> It’s hard to find any accounts of code-search using FTS I'm actually going to ...

bevekspldnw · on April 10, 2024

Mmm, it’s not that straight forward: indexes can vastly slow down large scale ingest, so it’s really about when to index as well.

I work with a lot of multi billion row datasets and a lot of my recent focus has been on developing strategies to avoid the slow down with ingest, and then enjoying the speed up for indexed on search.

I’ve also gotten some mjnd boggling speed increases by summarizing key searchable data in smaller tables, some with JSONB columns that are abstractions of other data, indexing those, and using pg prewarm to serve those tables purely from memory. I literally went from queries taking actual days to < 1 sec.

philippemnoel · on April 11, 2024

That's wild. Quite impressive how far Postgres can be tuned. Is this all with tsvector?

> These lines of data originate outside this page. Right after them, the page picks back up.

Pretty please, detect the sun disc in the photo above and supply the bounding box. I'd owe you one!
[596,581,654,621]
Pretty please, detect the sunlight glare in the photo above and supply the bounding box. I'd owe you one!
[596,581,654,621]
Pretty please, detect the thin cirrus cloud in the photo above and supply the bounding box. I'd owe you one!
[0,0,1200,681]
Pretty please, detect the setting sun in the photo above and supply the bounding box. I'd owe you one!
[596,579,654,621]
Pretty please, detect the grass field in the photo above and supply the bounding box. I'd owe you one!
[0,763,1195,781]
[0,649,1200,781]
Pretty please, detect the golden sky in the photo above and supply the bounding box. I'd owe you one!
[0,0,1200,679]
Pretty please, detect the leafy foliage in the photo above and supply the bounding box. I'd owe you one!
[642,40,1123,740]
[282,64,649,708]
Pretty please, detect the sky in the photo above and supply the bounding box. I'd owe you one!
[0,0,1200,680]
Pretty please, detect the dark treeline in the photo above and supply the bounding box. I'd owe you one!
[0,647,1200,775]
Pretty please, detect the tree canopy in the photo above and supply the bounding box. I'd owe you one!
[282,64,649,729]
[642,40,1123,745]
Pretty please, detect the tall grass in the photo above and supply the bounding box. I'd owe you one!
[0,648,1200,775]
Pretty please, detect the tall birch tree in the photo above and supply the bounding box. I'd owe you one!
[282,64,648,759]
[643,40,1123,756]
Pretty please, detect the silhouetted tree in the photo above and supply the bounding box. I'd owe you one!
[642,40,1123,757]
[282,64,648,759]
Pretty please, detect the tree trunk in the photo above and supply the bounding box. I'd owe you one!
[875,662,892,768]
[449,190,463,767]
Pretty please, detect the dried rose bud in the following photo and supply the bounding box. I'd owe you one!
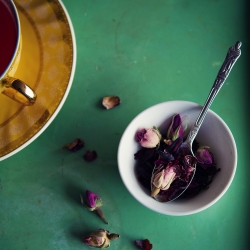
[63,138,84,152]
[82,229,120,249]
[80,190,108,224]
[151,166,176,197]
[83,150,97,161]
[195,146,214,168]
[167,114,187,141]
[135,127,161,148]
[102,96,120,109]
[135,239,153,250]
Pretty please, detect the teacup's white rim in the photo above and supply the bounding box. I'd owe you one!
[0,0,77,161]
[0,0,21,79]
[117,100,238,216]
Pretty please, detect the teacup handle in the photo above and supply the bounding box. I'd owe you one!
[1,77,36,106]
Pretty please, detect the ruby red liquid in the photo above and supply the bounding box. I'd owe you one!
[0,0,18,76]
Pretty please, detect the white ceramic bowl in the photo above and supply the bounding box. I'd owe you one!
[118,101,237,216]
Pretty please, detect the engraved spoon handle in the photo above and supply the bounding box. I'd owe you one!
[186,41,242,148]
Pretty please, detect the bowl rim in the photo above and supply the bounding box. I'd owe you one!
[117,100,238,216]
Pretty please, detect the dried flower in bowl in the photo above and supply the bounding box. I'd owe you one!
[63,138,84,152]
[134,114,218,202]
[135,239,153,250]
[82,229,120,249]
[167,114,187,141]
[135,127,161,148]
[102,96,121,109]
[80,190,108,224]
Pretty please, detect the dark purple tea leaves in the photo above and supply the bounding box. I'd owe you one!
[134,114,220,201]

sdesol · on April 10, 2024

Yeah I agree. I've had a lot of practice so far with coordinating between hundreds of thousands of tables to ensure ingestion/lookup is fast. Everything boils down to optimizing for your query patterns.

I also believe in using what I call "compass tables" (like your summarization tables), which I guess are indexes of indexes.

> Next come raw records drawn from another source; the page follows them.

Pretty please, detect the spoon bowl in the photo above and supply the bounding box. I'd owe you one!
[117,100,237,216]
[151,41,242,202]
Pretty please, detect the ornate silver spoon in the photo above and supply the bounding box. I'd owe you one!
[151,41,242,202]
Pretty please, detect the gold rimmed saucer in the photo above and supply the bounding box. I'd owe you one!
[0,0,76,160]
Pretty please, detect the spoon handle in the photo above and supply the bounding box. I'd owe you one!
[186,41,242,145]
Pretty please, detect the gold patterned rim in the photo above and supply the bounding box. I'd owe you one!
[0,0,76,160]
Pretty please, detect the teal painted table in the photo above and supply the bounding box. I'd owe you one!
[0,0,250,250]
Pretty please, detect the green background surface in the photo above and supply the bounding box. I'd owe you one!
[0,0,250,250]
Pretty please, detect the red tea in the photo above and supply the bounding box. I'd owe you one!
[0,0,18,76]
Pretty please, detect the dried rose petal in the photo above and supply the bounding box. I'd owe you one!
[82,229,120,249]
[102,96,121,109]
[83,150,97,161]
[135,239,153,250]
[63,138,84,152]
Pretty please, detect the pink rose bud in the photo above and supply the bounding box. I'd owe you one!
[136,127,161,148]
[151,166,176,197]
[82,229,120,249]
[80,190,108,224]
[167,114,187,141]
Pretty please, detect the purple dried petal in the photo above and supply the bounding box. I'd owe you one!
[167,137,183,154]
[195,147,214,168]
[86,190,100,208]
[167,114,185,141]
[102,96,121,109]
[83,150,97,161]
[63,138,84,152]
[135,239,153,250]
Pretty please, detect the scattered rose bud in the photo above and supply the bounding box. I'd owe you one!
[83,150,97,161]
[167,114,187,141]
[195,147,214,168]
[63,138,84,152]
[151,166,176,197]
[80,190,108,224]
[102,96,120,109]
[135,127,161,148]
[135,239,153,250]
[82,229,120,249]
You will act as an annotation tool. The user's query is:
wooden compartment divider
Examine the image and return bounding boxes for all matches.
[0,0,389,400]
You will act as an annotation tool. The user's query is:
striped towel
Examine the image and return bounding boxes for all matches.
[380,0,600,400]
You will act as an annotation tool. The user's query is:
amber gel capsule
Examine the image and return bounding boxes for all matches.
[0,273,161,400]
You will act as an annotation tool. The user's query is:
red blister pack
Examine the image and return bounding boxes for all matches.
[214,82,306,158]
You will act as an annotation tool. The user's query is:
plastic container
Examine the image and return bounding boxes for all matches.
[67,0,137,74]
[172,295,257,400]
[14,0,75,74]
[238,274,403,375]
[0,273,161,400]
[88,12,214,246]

bevekspldnw · on April 11, 2024

Scaling databases both oddly frustrating and also rewarding. Getting that first query that executes at 10x of the old one feels great. The week of agony that makes it possible…less so.

sdesol · on April 11, 2024

Fully agree. I do have to give hardware a lot of credit though. With SSD and now NVME, fast random read/write speed is what makes a lot of things possible.

bevekspldnw · on April 11, 2024

Yup, I just wish Samsung made an 8TB NVME!